Others, again, whose grizzled beards showed them as men who had fronted foes in the battle of life, and were ready for another campaign. Many had never left England, and, in despite of occasional boasting, were heavy-hearted at the thought of the homes which they had left and might never see more. Nor was the emigration entirely masculine—
A half-expressed hope that the company in the second cabin would be less conventional and more amusing than in the first, joined to the necessity for economising his slender funds, had decided Lance Trevanion upon shipping as a second-class passenger. Certain to be compelled to lead a rough life upon his arrival in Australia, surely, he argued, the sooner he commenced to learn the way to do so the better. Nor would his association with refined women and well-bred men in the first cabin aid him in his search for gold—necessarily with rough, half-brigand comrades. Thus, partly as the outcome of the defiant spirit in which he was leaving home and native land, he booked himself as a second-class passenger.
Doubtless, in the curiously mingled crowd of passengers who thronged the first saloon of the Red Jacket in that fateful year of 1851, there were many remarkable persons, whose lives had included a far greater number of strange adventures than most modern novels. But for a wild and fanciful commingling of all sorts and conditions of men—from every clime, of every grade, degree, and shade of character, the second-class passengers bore off the palm. Since the untimely collapse of the architects of the Tower of Babel, there could seldom have been so diverse and bizarre a collection of humanity.
The Red Jacket, under the stern rule of Malcolm Forbes, from whose fiat there was no appeal, the most daring and successful maker of quick passages that the records of the Company knew, had steamed off at the hour appointed. Started when far from ready, however, if the masses of deck lumber which needed storage were to be taken into account. The weather, bad from the commencement, became worse in the Bay of Biscay, where raged a perfect hurricane—a storm, or rather a succession of storms, under the fierce breath of which the Red Jacket lay-to for forty-eight hours at a stretch, afflicting the inexperienced voyagers with the strongly impressed notion that their voyage would not be quite so long as they expected. But the good ship held her own gallantly; finally ploughed her way through the mountainous billows of the Bay of Storms into lower latitudes. Milder airs and smoother seas cheered the depressed and pallid passengers. An increasing number walked the deck or sat in seats provided for them day by day. Cheerful conversation, merriment, and even such games as the conditions of 'board-ship' life permit were indulged in from time to time. Then Lance Trevanion had leisure to look around and examine his fellow-passengers. He would have been difficult to satisfy who could not among his compulsory comrades have selected one or more congenial acquaintance. In that year the Red Jacket was 'the great Club of the unsuccessful': authors and dramatists, University graduates, lawyers, and physicians, clergymen and artists, soldiers and sailors, tinkers and tailors, plough-boy, apothecary, thief—to quote the nursery classic. All were there.

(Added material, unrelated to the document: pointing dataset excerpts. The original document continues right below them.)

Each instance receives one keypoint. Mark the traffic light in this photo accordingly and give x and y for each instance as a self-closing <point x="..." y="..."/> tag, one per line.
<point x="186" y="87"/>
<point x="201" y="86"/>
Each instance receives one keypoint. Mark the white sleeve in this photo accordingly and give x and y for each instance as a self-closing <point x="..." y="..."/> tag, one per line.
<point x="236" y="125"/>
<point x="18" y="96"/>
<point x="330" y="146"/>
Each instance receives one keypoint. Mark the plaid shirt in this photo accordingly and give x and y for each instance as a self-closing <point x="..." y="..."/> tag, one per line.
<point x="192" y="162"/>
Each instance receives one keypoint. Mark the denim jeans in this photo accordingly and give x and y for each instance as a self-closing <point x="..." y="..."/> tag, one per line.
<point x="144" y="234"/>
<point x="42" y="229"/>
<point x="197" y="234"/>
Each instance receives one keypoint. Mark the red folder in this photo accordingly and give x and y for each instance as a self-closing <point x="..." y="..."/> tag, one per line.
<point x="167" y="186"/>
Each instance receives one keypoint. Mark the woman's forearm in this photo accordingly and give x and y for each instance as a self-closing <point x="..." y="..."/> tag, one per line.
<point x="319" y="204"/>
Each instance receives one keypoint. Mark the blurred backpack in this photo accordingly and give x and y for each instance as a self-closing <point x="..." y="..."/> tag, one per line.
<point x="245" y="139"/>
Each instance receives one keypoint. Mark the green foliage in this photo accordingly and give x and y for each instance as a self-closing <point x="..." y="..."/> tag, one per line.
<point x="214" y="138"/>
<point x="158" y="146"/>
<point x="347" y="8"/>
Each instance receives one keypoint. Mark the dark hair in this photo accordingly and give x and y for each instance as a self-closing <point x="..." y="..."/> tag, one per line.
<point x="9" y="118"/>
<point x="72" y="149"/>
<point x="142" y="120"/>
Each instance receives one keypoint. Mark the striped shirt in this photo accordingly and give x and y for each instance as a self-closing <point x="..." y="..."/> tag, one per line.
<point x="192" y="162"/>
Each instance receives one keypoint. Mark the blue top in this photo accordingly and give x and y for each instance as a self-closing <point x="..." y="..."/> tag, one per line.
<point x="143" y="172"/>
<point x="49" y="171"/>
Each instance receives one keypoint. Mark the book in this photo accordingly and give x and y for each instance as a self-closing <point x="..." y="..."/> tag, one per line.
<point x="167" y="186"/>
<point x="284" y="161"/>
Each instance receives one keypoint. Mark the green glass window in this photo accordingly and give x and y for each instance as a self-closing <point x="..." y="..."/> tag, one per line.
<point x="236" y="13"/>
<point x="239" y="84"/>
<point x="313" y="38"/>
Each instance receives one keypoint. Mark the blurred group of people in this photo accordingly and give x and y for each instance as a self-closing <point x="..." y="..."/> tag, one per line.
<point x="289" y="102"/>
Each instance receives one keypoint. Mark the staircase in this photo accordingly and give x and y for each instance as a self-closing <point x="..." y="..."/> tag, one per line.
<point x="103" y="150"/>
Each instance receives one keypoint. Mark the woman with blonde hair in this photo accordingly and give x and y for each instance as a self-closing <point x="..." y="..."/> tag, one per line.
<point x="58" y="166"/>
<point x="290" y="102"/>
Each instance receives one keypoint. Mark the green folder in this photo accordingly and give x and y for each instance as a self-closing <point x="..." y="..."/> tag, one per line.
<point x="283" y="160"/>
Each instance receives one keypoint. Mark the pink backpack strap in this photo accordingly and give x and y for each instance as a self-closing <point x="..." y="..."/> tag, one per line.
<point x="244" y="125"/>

Men of good family, like himself, chiefly younger sons, however, who had quitted Britain in order to enlarge the proverbial slenderness of a cadet's purse—
The soigné ex-guardsman, for whom the last Derby had been the knell of fate, he was there, plainly dressed and unpretentious of manner, yet bearing the unmistakable stamp of the class whom King Fashion delighted to honour. The middle-aged club lounger, who thought the new game of Golden Hazard, at which the stakes were reported to be so heavy and the players so inexperienced, worth a voyage and a deal or two—he was there. The farmer's son, who had hunted too much; the farm labourer, who was a bit of a poacher; the gamekeeper, who had kept an eye on him; the shopman, whose soft hands had never done a day's hard work; the groom, the coachman, the gardener, each and every one of the members of the staff of rural and city life—were there. With some exceptions, they were chiefly young, and now, as the fear and discomfort of the early part of the voyage wore off, the natural characters of the individuals commenced to exhibit themselves.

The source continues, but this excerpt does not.